The first half of 2021 saw geopolitical shifts in the volume of attacks observed across the Digital Identity Network. Mexico joins Brazil in the top ten list of largest originators of bot attacks by volume, while North America records higher daily attack rates that now exceed those in EMEA. This latter trend has continued since March 2021 and, if it continues, will mark a sustained change in cybercriminals’ behavior in the U.S. and Canada. In the earlier part of 2021, we saw large spikes in cybercrime attack rates in APAC, although this steadies as the first half of the year closed. With EMEA remaining a relatively secure region for customers, it is Latin America which stands out as it has the highest daily attack rates globally.
These findings may reflect the continued increase in digital payments as consumers’ shift online continues to make its presence felt even as some countries start to look to a world post-pandemic.
Key findings from The LexisNexis® Risk Solutions Cybercrime Report, January to June 2021:
• Increases in bot attacks seen globally – All regions have recorded growth in bot volume January-June 2021 in comparison to the same period last year. This was most marked in APAC and LATAM, with EMEA experiencing the smallest growth.
• Industry innovations changing risk profiles – The online payment market continues to proliferate and diversify. Buy-now-pay-later (BNPL) services and digital wallets are becoming increasingly popular ways to pay. BNPL transactions, in particular, have grown 182% year-over-year. This growth is likely to continue to cater for the growing population of consumers who are transacting more online. However, it also creates new avenues of attack for cybercriminals.

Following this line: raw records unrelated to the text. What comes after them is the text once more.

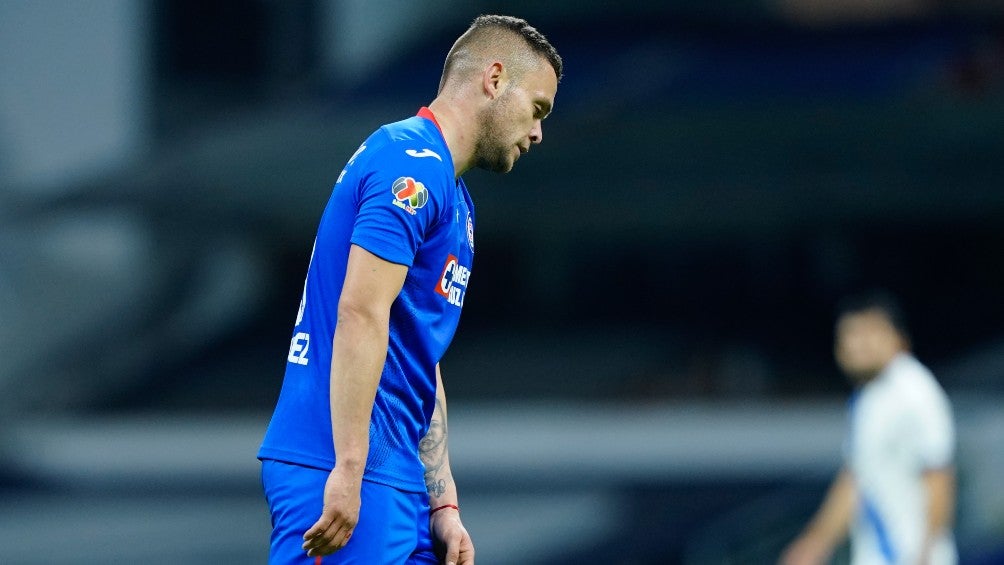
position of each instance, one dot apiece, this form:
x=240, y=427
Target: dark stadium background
x=643, y=373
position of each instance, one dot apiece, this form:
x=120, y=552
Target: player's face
x=865, y=343
x=512, y=122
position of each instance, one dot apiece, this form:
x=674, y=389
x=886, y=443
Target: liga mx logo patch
x=410, y=195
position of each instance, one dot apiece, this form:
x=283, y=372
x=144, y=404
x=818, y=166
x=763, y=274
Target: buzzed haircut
x=496, y=32
x=875, y=300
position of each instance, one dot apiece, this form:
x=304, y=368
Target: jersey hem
x=321, y=464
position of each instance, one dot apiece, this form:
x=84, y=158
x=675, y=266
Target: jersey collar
x=427, y=113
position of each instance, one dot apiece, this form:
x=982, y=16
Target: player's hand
x=338, y=517
x=453, y=543
x=805, y=550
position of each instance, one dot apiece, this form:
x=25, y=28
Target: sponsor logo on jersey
x=470, y=231
x=410, y=195
x=423, y=153
x=453, y=282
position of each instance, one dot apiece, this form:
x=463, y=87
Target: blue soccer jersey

• Financial services institutions deploy new methods to track money mules – Advances in beneficiary intelligence within the Digital Identity Network are making it less complicated for banks and other payment service providers to track payment transfers involved in money mule compromises. This includes when the beneficiary tries to hide their tracks by splitting the initial payment and routing it via other entities in the payments network.
Stephen Topliss, vice president of fraud and identity for LexisNexis Risk Solutions, said, “Today’s report confirms cybercriminals reliance on bot networks to conduct their activities. Volumes of human-initiated attacks are down, as is the overall attack rate for these. Transaction and user growth rates in other industry sectors such as virtual banks and “Buy Now, Pay Later” have exposed emergent risks for these newer businesses. Our transaction volume data illustrates the scale of the problem, year-on-year traditional banks see a 37% growth in transactions whereas for virtual banks that number is 68%.
“The digital businesses that survive and thrive will be those that deploy cybercrime-combatting solutions as they scale. Maintaining the integrity of the customer journey is critical to better modelling and predicting future trust.”